Matt Johnston said...

Darren,

Given your penchant for history even though you teach math, and the fact that too much history is presented in a "clean" manner, I urge you to consider a book called Brilliant Solution. I don't have the book in front of me, but I think the author is Carol Berkin or something like that.

Anyway, the book is another history of the writing of hte Constituion, but instead of looking at teh delegates as wise men who came together to create a great government, the book details the often petty insecurities of the Framers, the bickering back and forth and the fears these great men had.

It is just about right in length and a pretty easy read, but one of the best books on teh Constitutional Convention I have read in a long time.

Darren said...

Considering how much booze they ordered when it was all done, I'm not surprised!

I'll see if I can find that book. Sounds muy interesting.
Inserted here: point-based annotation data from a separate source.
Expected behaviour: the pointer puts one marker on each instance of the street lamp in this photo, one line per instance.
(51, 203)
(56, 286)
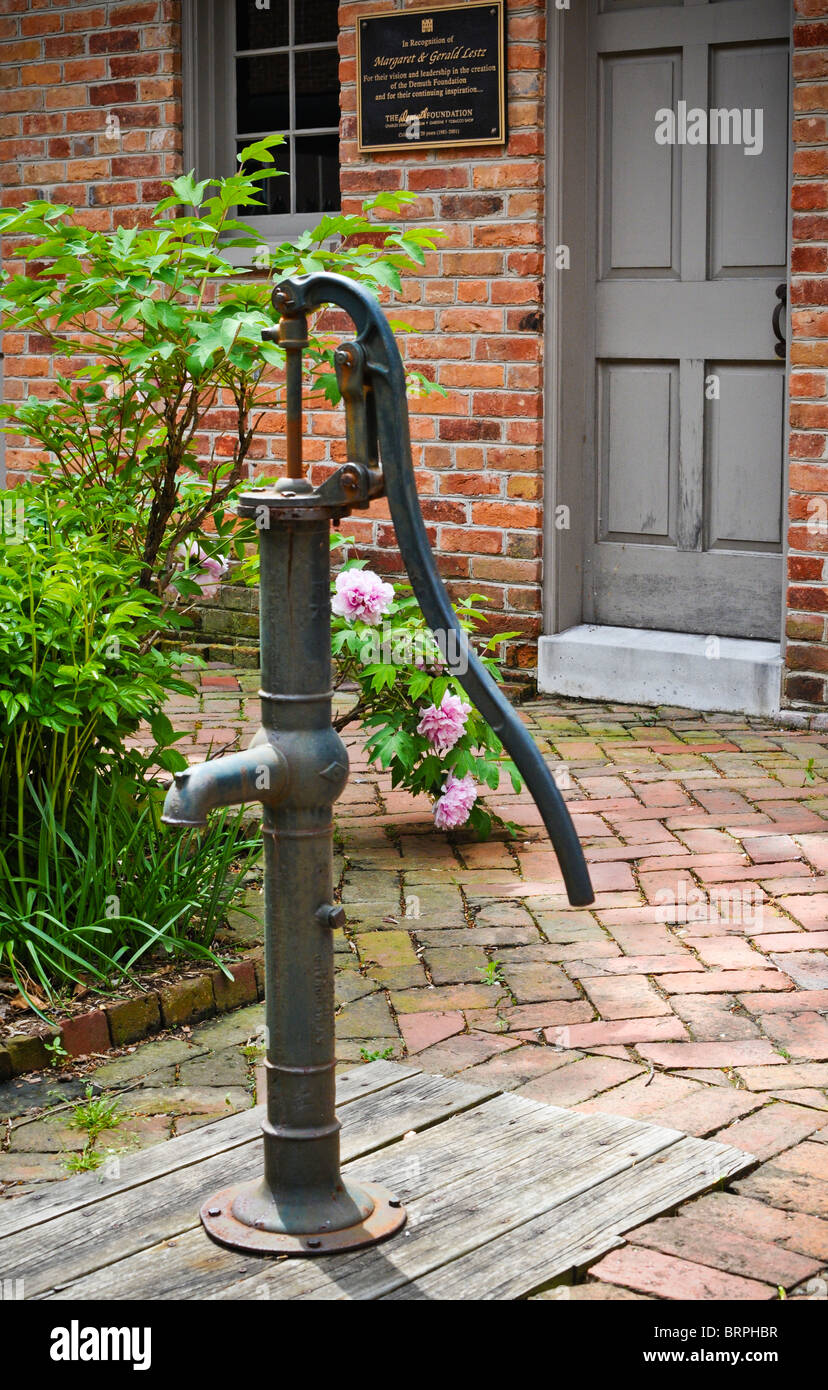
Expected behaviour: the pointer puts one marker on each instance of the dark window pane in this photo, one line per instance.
(316, 21)
(274, 192)
(263, 28)
(317, 89)
(261, 93)
(317, 174)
Law and Order Teacher said...

I am an AP History teacher and I couldn't agree more with your post. When I teach I have found that students respond with enthusiasm to teaching history as a story involving people. With the emphasis on the people aspect they are engaged in the story, but they also get the information. Some of the topics we have just finished with include, the Kentucky and Virginia Resolutions (Compact Theory) the Nullification Crisis of 1832-33, the Bank Crisis, the Mexican War, and the Wilmot Priviso of 1846. I list these to point out that students will engage in the material as long as it has a human element. We emphasized the enmity between Henry Clay and Andrew Jackson and the effect it had on the resolution of the crisis. The students then connected that information to the road to the Civil War which we are studying now. That's high level thinking and I am proud of their grasp of this material. It may seem that I'm bragging about these students and I am. I wish merely to point out that you are correct in your assessment of history education, but all is not lost. History is about people and should be taught from that perspective. Students love a good story and history is just that. Thanks for your post. You are right on.

Darren said...

I agree. It's all about the *story*, and the story involves people.

Polski3 said...

Good Post. I agree, History as written by textbook folk is a very biased publication. Just one example: In the two grade 7 history texts I have been assigned to use as the main resource for my classes, there is maybe a total of a paragraph about the contributions of the "vikings".
Today in my classes, we talked about the Norman invasion of England.....and the death of William the Conq. The kids were thrilled and disgusted that his servants ripped off his place upon his death, and that due to a variety of factors, his body sort of exploded during his funeral service. THAT sort of stuff grabs them and they often remember such things. And history is full of such wonderful stories, but the powers that be tell us "Only use what we bought you from the publisher."

MikeAT said...

"Considering how much booze they ordered when it was all done, I'm not surprised!"

Don't knock it...remember what a great man said..."Never trust a man who drinks too much or too little."